CAMPANIA – Sanità. Per Caldoro l’80% del deficit arriva dalle Asl Napoli 1 e Salerno

“L’Asl Napoli 1 e quella di Salerno insieme producono più dell’80% del deficit sanitario”. Lo ha detto il governatore della Campania, Stefano Caldoro, durante la trasmissione Regione Punto Web parlando di sistema sanitario regionale, nomine di direttori generali contratti per il personale medico. L’Asl di Napoli e di Salerno sono anche le uniche strutture per le quali non è stato nominato ancora un direttore generale.
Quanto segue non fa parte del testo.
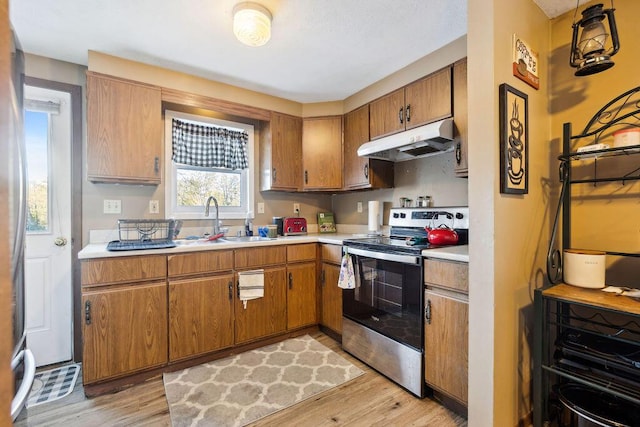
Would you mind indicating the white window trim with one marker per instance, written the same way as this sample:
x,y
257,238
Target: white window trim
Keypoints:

La Regione ha provveduto invece per le altre 5 Asl presenti in regione. Secondo Caldoro, c’è ancora bisogno di un lavoro di razionalizzazione, controllo, anche di legalità e correttezza amministrativa e per questi motivi si è reso necessario l’intervento di alti ufficiali dei carabinieri, Maurizio Scoppa alla Napoli 1 e Maurizio Bortoletti a Salerno.
Sul versante delle assunzioni e dei contratti per i precari della sanità, Caldoro ha ribadito di aver chiesto e ottenuto dal Governo, la possibilità di una deroga sulla valutazione. “La Campania – ha spiegato il governatore – spende di più come costi del personale non perché abbia troppi dipendenti, ma perché, al contrario, ne ha al di sotto del livello di guardia e paga di più in straordinari e incentivi”. Caldoro prevede di assumere giovane personale del sistema sanitario e, a regime, dovrebbero essere recuperati tra i 5 e i 6mila posti di lavoro.